= Embedding effect =

The embedding effect is an issue in environmental economics and other branches of economics where researchers wish to identify the value of a specific public good using a contingent valuation or willingness-to-pay (WTP) approach. The problem arises because public goods belong to society as a whole, and are generally not traded in the market. Because market prices cannot be used to value them, researchers ask a sample of people how much they are willing to pay for the public good, wildlife preservation for example. The results can be misleading because of the difficulty, for individual society members, of identifying the particular value that they attach to one particular thing which is embedded in a collection of similar things (e.g. The Tower of London within the set of all globally important historic monuments or Caernarvon Castle within the set of all Welsh Scheduled Monuments). A similar problem occurs with a wider selection of public goods (for example whether spending on preserving a specific wetland is more important than preserving a specific persons life for the next two years using taxpayers' money). The embedding effect suggests the contingent valuation method is not an unbiased approach to measuring policy impacts for cost-benefit analysis of environmental, and other government policies.

==Policy implications==
Few government policies are independent of any other governmental policy. Most policies involve either substitute or complementary relationships with others at either the same or different intergovernmental level. For example, in the United States, the protection of coastal water quality is a goal of both state and multiple federal agencies. The Clean Water Act, wetlands protection programs, and fisheries management plans all address coastal water quality. These policies may be substitutes or complements for each other. These relationships complicate the application of the contingent valuation method. The resulting problems that may be encountered have been called the part-whole bias and sequencing and nesting (see below).

One method of overcoming some aspects of this problem is to ask two questions (1) How much would you be willing to contribute to a specific tax fund for the whole set of items to be preserved? (e.g. all Coral Sea areas west of Australia) followed by (2) How much of this would you like to give to the preservation of the specific named item? (e.g. the Great Barrier Reef). These questions may also be supplemented by questions which ask about the respective importance of alternatives e.g. whether the preservation of the Great Barrier Reef is more/the same/less important than other public goods such as poor relief, health care, education etc.

==Part-whole bias==

If the contingent valuation method is used to elicit willingness to pay for two government policies independently (the parts) the sum of the independently estimated willingness to pay amounts may be different from the willingness to pay elicited for both projects (the whole).
This result is troubling if the projects are geographically related, for example, different wilderness areas (McFadden, 1994).

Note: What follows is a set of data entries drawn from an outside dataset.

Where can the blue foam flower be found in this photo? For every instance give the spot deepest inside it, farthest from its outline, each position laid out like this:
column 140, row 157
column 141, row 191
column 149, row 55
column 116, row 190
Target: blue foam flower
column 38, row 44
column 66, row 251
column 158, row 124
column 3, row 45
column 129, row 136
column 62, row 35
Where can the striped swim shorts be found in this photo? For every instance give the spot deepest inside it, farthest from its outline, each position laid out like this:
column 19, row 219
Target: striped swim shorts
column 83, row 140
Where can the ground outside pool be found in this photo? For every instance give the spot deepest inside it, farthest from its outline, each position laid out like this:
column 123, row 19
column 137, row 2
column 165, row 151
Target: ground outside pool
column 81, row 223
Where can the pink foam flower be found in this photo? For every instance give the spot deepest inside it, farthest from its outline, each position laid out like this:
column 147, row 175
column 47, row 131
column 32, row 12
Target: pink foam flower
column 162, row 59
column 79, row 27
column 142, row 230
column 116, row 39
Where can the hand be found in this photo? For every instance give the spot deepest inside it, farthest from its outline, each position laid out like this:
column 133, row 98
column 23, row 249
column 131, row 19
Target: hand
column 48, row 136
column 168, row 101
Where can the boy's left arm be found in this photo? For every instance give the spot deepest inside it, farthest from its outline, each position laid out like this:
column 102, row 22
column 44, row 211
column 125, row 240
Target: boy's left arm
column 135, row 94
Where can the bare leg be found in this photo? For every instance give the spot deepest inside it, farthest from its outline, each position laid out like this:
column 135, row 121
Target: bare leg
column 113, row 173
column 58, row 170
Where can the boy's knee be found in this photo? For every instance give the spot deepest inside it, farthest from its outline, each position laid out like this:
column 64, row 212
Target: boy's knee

This result does not violate the nonsatiation axiom of consumer theory if projects are perfect substitutes (Carson and Mitchell, 1995). Several applications of the contingent valuation method have found an absence of part-whole bias (e.g., Whitehead, Haab, and Huang, 1998).

==Sequencing and Nesting==

A related issue occurs with the sequential valuation of projects. Consider a two-part policy valued in two different sequences. The willingness to pay for a project when valued first will be larger than when the question is placed second. Independent valuation, in effect valuing each project at the beginning of a sequence, will always lead to the largest of the possible willingness to pay estimates. This result is expected for the value of public goods estimated with the contingent valuation method due to substitution and income effects (Hoehn and Randall, 1989; Carson, Flores, and Hanemann, 1998).